If the idea is so "patently obvious", then just say it -- don't besmirch an innocent woman's reputation and intelligence to illustrate it.
Posted by: Zorro | Tuesday, November 06, 2007 at 12:26 PM
A continuing flow of paper is sufficient to continue the flow of paper.
Posted by: Vioriaroach | Sunday, May 11, 2008 at 07:40 PM
Maybe it was a John Kerry-like botched joke "You know, education -- if you make the most of it -- you study hard, you do your homework and you make an effort to be smart, you can do well. If you don't, you get stuck in Iraq." I guess us hayseeds in the Red States don't get that sophisticated Manhattan/Boston/SF humor.
Posted by: NObama | Wednesday, July 30, 2008 at 11:19 AM
Sorry to debunk the debunkers, but the real quote is pretty close to the version that you hear nowadays (and is even more elitist).
Here's the actual quote, from the New York Times, from a story about a Modern Language Association conference:
>> “I live in a rather special world,” Miss [Pauline] Kael said, continuing: “I only know one person who voted for Nixon. Where they are I don’t know. They’re outside my ken. But sometimes when I’m in a theater I can feel them.”
Source: “2 Critics Here Focus on Films As Language Conference Opens,” by Israel Shenker, The New York Times, December 28, 1972, p. 33 (or p. NJ68), col. 7.
Posted by: Chris Regan | Monday, September 08, 2008 at 12:03 PM
Reporters are notorious for getting news stories wrong. Inventing small zingers to increase the appeal of a story and leaving out details that make a story more mundane. Their out to sell their stories, not report on any facts. The more likely they are to get away with it the more likely they are to do it.
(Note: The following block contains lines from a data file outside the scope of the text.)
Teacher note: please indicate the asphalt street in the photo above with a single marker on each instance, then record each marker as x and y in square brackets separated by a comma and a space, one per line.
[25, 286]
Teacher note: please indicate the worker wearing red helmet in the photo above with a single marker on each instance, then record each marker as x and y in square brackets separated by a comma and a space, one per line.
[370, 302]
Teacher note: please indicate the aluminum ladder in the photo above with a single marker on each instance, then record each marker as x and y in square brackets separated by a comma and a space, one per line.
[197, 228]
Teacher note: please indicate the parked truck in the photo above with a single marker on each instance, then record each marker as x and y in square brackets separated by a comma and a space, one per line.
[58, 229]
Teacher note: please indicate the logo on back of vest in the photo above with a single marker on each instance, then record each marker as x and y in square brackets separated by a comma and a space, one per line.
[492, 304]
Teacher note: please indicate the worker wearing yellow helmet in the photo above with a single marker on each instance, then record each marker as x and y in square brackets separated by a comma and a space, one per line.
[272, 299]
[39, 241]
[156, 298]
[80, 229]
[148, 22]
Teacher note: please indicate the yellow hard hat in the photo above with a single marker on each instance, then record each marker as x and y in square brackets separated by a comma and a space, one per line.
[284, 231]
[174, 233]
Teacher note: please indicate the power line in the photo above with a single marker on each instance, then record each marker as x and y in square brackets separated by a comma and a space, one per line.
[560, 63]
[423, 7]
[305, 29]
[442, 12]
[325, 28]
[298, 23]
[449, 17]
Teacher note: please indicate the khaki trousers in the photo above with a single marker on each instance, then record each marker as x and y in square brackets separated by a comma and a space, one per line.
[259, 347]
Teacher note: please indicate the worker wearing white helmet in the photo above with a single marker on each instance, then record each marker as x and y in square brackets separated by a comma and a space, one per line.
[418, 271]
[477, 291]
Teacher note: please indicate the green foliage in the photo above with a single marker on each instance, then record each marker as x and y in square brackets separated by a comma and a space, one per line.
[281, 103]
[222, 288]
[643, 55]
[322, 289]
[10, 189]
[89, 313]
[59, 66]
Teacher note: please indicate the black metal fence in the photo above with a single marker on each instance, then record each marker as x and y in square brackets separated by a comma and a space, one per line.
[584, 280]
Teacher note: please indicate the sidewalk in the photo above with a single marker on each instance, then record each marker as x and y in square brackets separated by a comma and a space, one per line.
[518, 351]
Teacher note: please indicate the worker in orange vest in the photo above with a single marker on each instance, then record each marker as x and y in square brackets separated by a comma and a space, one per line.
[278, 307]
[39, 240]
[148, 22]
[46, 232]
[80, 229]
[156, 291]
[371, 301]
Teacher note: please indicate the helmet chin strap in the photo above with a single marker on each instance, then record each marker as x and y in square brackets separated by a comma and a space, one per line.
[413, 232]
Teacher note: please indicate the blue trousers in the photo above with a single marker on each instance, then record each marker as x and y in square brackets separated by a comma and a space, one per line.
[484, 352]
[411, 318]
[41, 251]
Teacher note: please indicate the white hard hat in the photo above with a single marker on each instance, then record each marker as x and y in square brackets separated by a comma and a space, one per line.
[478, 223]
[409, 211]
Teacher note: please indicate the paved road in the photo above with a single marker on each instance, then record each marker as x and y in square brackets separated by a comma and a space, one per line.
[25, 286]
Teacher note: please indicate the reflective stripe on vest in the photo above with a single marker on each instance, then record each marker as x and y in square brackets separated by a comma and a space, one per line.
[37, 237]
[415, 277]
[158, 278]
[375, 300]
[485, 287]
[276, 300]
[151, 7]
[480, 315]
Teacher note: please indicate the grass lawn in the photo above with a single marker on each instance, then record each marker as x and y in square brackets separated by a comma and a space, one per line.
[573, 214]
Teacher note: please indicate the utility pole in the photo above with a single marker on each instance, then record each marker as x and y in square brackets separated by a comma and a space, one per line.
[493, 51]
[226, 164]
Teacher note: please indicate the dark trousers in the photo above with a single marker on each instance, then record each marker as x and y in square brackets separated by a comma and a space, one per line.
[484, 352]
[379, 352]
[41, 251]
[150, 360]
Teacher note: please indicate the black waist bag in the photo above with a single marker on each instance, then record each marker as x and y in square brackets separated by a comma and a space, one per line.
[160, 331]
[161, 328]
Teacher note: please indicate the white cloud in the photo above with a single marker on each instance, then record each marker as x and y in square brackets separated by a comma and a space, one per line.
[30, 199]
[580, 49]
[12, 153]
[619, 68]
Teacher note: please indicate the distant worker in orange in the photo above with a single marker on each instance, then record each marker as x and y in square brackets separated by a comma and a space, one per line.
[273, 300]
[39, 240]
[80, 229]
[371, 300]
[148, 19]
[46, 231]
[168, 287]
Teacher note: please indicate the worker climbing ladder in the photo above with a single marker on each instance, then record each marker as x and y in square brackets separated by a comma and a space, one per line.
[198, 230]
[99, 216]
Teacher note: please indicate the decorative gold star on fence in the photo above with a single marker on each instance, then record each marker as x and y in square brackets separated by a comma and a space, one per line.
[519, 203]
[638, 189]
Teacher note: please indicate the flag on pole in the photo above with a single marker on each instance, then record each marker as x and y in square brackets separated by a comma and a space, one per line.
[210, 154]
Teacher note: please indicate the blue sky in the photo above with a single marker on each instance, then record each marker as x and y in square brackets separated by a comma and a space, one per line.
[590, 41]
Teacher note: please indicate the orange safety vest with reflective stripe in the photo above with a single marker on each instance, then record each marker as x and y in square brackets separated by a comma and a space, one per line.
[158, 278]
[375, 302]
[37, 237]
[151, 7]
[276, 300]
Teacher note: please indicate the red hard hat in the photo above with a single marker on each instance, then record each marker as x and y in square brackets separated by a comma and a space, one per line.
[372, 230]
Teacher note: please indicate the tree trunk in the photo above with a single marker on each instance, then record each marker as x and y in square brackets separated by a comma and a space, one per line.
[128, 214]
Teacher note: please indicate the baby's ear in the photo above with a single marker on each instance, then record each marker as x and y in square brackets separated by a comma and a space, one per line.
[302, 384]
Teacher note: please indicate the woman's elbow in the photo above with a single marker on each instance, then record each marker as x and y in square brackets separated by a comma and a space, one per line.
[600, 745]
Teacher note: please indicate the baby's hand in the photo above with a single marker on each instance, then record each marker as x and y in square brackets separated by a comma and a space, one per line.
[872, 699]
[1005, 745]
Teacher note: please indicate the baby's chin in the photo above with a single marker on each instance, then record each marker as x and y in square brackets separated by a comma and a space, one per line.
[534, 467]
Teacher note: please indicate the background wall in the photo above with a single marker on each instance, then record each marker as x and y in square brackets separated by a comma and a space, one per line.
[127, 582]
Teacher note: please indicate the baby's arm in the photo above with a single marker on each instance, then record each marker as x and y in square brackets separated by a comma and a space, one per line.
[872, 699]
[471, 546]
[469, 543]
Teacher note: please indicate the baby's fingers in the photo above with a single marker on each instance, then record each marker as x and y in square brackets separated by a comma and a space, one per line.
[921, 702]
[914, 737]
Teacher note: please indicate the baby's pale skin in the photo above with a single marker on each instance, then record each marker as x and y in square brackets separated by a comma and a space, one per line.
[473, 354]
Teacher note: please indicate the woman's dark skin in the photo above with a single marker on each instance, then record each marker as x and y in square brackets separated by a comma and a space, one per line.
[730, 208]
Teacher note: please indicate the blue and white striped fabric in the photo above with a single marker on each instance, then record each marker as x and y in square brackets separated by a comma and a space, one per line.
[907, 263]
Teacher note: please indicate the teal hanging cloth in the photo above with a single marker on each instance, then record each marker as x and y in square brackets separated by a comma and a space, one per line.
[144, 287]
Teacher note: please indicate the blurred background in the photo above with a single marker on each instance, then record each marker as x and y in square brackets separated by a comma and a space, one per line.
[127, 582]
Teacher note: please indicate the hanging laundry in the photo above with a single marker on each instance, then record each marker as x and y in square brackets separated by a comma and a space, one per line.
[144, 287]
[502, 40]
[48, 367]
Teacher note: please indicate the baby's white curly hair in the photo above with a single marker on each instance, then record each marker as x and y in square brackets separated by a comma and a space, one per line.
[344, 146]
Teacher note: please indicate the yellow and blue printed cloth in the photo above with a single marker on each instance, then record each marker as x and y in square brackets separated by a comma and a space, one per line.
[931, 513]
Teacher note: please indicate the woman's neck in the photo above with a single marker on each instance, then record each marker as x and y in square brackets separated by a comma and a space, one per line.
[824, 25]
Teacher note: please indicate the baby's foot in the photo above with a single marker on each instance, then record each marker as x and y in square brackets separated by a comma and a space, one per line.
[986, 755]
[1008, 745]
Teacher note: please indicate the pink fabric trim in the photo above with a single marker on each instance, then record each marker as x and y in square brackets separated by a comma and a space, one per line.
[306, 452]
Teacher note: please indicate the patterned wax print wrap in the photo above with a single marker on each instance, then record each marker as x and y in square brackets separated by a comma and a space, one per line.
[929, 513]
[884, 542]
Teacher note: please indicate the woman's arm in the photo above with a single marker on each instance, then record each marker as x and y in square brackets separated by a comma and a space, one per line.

Posted by: Brian Macker | Tuesday, September 15, 2009 at 05:05 AM
Ha ha ha, this is great.
Ew, I do so detest being misquoted myself so I can relate to Kael's irritation, having carefully chosen her words then to have them repeated carelessly and less artistically.
Carelessly, but still generally accurately, that is. But I rather like her original quote better, the actual one about feeling them in a theater. Ha ha, now that's a great line.
But you know what this reminds me of a little bit? The many false quotes attributed to Bush that sounded like the sort of thing he might have said and wish he had. My favorite: "The problem with France is, it's got no word for entrepreneur.
Posted by: bour3 | Tuesday, September 15, 2009 at 08:10 AM
Actually, when you Google "kael nixon" Wikipedia is first.....just sayin'.
Posted by: Me | Wednesday, August 25, 2010 at 04:35 PM
Well, the person said that five years ago, so I think we can cut them some slack. Just sayin' ...
Posted by: Steven Rubio | Wednesday, August 25, 2010 at 04:38 PM
Really? You're going with that? You think that makes Ms. Kael sound better? It sounds worse, not out of touch, bit downright elitist and disdainful of the common man that liberals claim to be the champions of.
I also don't see a huge difference between the purported quote and the sense of the quote that Craig Seligman recalled, "Apparently a reporter, or somebody, asked her to comment on Nixon's election, and she replied that she couldn't because she didn't even know anyone who had voted for Nixon."
Not knowing "anyone who had voted for Nixon" does make her out of touch given how soundly McGovern was defeated.